[m-dev.] For review: Add implementation of reference types (global heap)

Fergus Henderson fjh at cs.mu.OZ.AU
Mon Jun 8 15:56:14 AEST 1998


On 08-Jun-1998, Warwick Harvey <wharvey at cs.monash.edu.au> wrote:
> Be gentle, this is my first time.  :-)

Thanks for your contribution... shall do!

> extras/references/nb_reference.m:
> 	Implements references which are not backtracked on failure.
> 
> extras/references/reference.m:
> 	Implements references which *are* backtracked on failure.

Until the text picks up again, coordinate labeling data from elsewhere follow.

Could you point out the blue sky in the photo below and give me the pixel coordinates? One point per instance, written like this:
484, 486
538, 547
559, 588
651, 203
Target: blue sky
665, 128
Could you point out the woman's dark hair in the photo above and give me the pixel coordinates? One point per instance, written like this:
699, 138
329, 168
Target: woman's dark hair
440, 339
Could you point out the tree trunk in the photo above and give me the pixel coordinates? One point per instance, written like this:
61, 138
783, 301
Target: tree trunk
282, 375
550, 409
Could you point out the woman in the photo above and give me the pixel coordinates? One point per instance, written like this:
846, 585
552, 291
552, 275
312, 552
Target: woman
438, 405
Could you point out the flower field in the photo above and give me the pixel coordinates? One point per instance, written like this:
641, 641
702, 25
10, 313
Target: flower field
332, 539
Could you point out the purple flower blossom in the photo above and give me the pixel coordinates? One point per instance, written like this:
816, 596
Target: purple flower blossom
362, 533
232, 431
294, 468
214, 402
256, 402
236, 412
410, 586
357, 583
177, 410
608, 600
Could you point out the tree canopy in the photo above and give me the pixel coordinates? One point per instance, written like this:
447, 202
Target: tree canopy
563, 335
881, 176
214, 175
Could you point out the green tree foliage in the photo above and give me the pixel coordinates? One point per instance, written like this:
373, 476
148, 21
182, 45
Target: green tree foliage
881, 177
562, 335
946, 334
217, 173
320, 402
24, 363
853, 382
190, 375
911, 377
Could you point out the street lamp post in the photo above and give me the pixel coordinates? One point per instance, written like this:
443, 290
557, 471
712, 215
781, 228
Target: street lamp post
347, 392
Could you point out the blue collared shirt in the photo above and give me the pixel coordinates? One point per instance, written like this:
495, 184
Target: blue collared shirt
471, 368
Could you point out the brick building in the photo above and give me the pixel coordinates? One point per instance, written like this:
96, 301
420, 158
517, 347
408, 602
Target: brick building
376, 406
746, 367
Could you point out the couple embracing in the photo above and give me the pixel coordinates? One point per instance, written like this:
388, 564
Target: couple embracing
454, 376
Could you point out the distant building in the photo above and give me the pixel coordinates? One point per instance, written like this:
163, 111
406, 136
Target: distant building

In other parts of the Mercury library/extras, the convention has
been to use `foo.m' for the non-trailed version and `tr_foo.m'
for the trailed version.  (Specifically library/array.m
and extras/trailed_update/tr_array.m, and library/store.m and 
extras/trailed_update/tr_store.m.) 
I think it would be good to adopt a consistent convention.

> Index: runtime/mercury_deep_copy.c
> ===================================================================
> RCS file: /home/mercury1/repository/mercury/runtime/mercury_deep_copy.c,v
> retrieving revision 1.7
> diff -u -r1.7 mercury_deep_copy.c
> --- mercury_deep_copy.c	1998/06/02 05:34:24	1.7
> +++ mercury_deep_copy.c	1998/06/05 06:54:09
> @@ -345,3 +345,55 @@
>  		return type_info;
>  	}
>  }
> +
> +
> +
> +#include <mercury_memory.h>

Generally we use the convention that `#include <...>' is used for
system header files, while `#include "..."' is used for header files
that we provide ourselves.  So I suggest that you use <...> instead
of "..." here.

Also it's generally better to put the #includes at the top of the file
rather than in the middle.

> +Word
> +MR_make_partially_permanent(Word term, Word *type_info, Word *lower_limit)
> +{

Hmm, "partially permanent" sounds like a bit of a contraction.
How about calling it `MR_make_long_lived', or perhaps `MR_extend_lifetime'?

> +	MemoryZone *old_heap_zone;
> +	Word *old_hp;
...
> +	old_heap_zone = heap_zone;
> +	old_hp = MR_hp;
...
> +	heap_zone = global_heap_zone;
> +	global_heap_zone = old_heap_zone;
> +	MR_hp = global_hp;
> +	global_hp = old_hp;
> +
> +	save_transient_registers();
> +	result = deep_copy(term, type_info, lower_limit, old_heap_zone->top);
> +	restore_transient_registers();
> +
> +	old_heap_zone = global_heap_zone;
> +	global_heap_zone = heap_zone;
> +	heap_zone = old_heap_zone;
> +	old_hp = global_hp;
> +	global_hp = MR_hp;
> +	MR_hp = old_hp;

Some comments here about what the code is supposed to be doing would be
helpful.

I think the idea here is to swap the heap_zone (and hp) with the
global_heap_zone (and global_hp), do the copy, and then swap them
back.  But I don't understand why you need to save the old_heap_zone
and old_hp.

Oh, after staring at it a bit more I see that `old_heap_zone' and
`old_hp' are just being used as temporary variables so that you can
do the swap.  Oh, and you also use old_heap_zone->top in the call to
deep_copy().

It might be clearer to name those variables `tmp_heap_zone' and `tmp_hp'
and to use `global_heap_zone->top' instead of `old_heap_zone->top'
in the call to deep_copy(). 

So I suggest that you
	- s/old_heap_zone->top/global_heap_zone->top/
	- s/old_/tmp_/g
	- move the two lines which save the old_heap_zone and old_hp next
	  to the group of four below them which use those values,
	- add a comment next to those six lines 
          saying "/* temporarily swap the heap with the global heap */"
	- add a comment above the call to deep_copy() saying
          "/* copy values from the heap to the global heap */"
	- add a comment to the six lines below saying
	  "/* swap the heap and global heap back again */"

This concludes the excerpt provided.